Lhe é permitido por meio do seu coração continuar na sua castidade (imagina-se
uma jovem apaixonada) ou abrir-se aos desejos do seu amor a primeira vista. Assim,
ainda que as fontes sobreviventes sejam quase que inteiramente resultado do
trabalho de homens, elas podem ser vistas sob a ótica contrária. Ao apresentarmos,
por exemplo, o olhar dos goliardos sobre o feminino, podemos, a partir de outras
referências, também direcionadas para esse grupo, tecer algumas ideias sobre o
papel social desempenhado por elas e, em que ponto seus desejos, anseios,
frustrações e relações se perfazem dentro da totalidade da sociedade medieval.
Considerações finais
Embora traçar estudos sobre grupos sejam sempre generalizações,
preferindo, muitos autores a utilização de pluralidades femininas, ou subculturas
femininas, buscamos por meio dessa análise apresentar como o feminino se
apresentava na obra dos poetas goliardos em um momento histórico em que
dificilmente se veria a voz feminina em outros meios.
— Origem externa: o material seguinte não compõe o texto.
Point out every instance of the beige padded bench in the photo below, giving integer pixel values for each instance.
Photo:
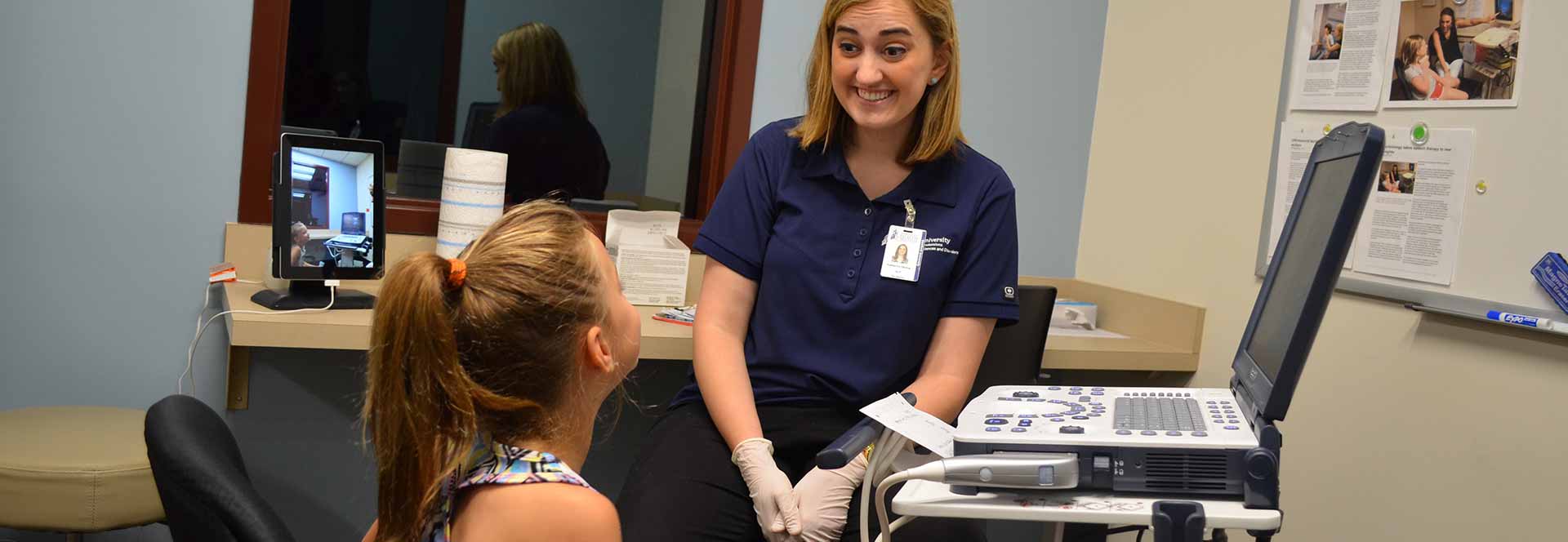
(76, 469)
Mesmo sob visão ocular
contrária, os poemas apresentam algumas considerações que podem nos fazer
refletir sobre os pontos de vistas femininos sobre o sexo e/ou outros assuntos
relacionados a esse grupo. Referências
CARMINA BURANA: canções de Beuern. SPINA, Segismundo (Apresentação). Introdução e apresentação de Maurice van Woensel. São Paulo: ArsPoetica, 1994. BLOCH, Marc. Apologia da História ou o ofício do historiador. Tradução de André Telles. Rio de Janeiro: Jorge Zahar, 2001. LE GOFF, Jacques. Os intelectuais na Idade Média. Tradução de Marcos de Castro. 4ª edição. Rio de Janeiro: José Olympio, 2011.